Anti-money laundering: MEPs vote to shed light on the true owners of companies 

Press Releases 
  • Identify beneficial owners of companies operating in the EU 
  • EP to back closer controls on virtual currencies 
  • Greater protection for whistleblowers 

To shed light on the true owners of letterbox companies, any citizen will, in future, be able to access data about the beneficial owners of firms operating in the EU.

MEPs supported on Thursday -- by 574 votes to 13 votes, with 60 abstentions -- a December agreement reached with the Council, which also proposed closer regulation for virtual currencies, like Bitcoin, to prevent them being used for money laundering and terrorism financing.

The agreement represents the fifth and latest update to the EU’s Anti-money laundering Directive and is partly a response to the terrorist attacks of 2015 and 2016 in Paris and Brussels, as well as the Panama Papers leaks. 

 Public access to information on real owners of firms

The reforms giving citizens the right to access information on the beneficial owners of firms which operate in the EU, could help quash the corrupt use of letterbox companies created to launder money, hide wealth and avoid paying taxes - a practice which received widespread attention in the wake of the Panama Papers.  

An additional measure would also open up data on beneficial owners of trusts and similar arrangements to those who can demonstrate a “legitimate interest”. This would make information on trusts available to investigative journalists and non-governmental organisations (NGOs). Member states will also retain the right to provide broader access to information, in accordance with their national law.

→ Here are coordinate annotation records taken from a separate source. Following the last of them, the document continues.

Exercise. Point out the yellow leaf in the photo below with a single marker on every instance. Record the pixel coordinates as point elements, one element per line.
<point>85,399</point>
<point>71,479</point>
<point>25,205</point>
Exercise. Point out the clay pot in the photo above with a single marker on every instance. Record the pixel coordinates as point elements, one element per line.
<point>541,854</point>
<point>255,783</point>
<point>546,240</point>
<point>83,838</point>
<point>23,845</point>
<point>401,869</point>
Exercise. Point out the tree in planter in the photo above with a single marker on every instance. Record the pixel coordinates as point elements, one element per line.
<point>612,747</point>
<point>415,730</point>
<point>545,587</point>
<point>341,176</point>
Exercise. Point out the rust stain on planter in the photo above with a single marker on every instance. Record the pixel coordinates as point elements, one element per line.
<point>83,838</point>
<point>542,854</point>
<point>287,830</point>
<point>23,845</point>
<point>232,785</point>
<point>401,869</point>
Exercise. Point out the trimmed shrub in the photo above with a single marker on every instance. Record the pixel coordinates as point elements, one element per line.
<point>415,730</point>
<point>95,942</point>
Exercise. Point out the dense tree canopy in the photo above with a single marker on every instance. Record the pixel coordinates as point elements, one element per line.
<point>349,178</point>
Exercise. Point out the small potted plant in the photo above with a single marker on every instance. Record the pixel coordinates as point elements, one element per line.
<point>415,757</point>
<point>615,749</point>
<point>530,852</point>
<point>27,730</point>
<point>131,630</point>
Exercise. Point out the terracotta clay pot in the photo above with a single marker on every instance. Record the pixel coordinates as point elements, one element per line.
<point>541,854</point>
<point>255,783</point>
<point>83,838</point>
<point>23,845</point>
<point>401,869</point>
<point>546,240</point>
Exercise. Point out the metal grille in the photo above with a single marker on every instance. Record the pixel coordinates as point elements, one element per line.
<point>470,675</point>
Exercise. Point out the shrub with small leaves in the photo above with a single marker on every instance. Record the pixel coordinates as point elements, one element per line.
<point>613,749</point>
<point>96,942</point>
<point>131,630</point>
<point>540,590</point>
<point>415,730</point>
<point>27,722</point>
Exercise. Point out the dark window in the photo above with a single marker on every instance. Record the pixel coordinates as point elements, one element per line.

Customer verification for virtual currencies

The new measures also address risks linked to prepaid cards and virtual currencies. In a bid to end the anonymity associated with virtual currencies, virtual currency exchange platforms and custodian wallet providers will, like banks, have to apply customer due diligence controls, including customer verification requirements. 

These platforms and providers will also have to be registered, as will currency exchanges and cheque cashing offices, and trust or company services providers.

Lower threshold on prepaid cards

Other measures agreed as part of the update include:

  • a reduction in the threshold for identifying the holders of prepaid cards from currently €250 to €150;
  • tougher criteria for assessing whether non-EU countries pose an increased risk of money laundering and closer scrutiny of transactions involving nationals from risky countries (including the possibility of sanctions);
  • protection for whistleblowers who report money laundering (including the right to anonymity);
  • an extension of the Directive to cover all forms of tax advisory services, letting agents, art dealers, as well as electronic wallet providers and virtual currency exchange service providers.




Krišjānis KARIŅŠ (EPP, LV), co-rapporteur said: “Criminal behaviour hasn’t changed. Criminals use anonymity to launder their illicit proceeds or finance terrorism. This legislation helps address the threats to our citizens and the financial sector by allowing greater access to the information about the people behind firms and by tightening rules regulating virtual currencies and anonymous prepaid cards.”


Judith Sargentini (Verts/ALE, NL), co-rapporteur said: “Annually, we lose billions of euros to money laundering, terrorism financing, tax evasion and avoidance -- money that should go to fund our hospitals, schools and infrastructure. With this new legislation, we introduce tougher measures, widening the duty of financial entities to undertake customer due diligence.  This will shine a light on those who hide behind companies and trusts and keep our financial systems clean. These rules will also be of enormous benefit to developing countries and their fight against illicit outflows of money which is desperately needed for investment in their own societies.”


Next steps


The updated directive will enter into force three days after its publication in the Official Journal of the European Union.  Member states will then have 18 months to transpose the new rules into national law.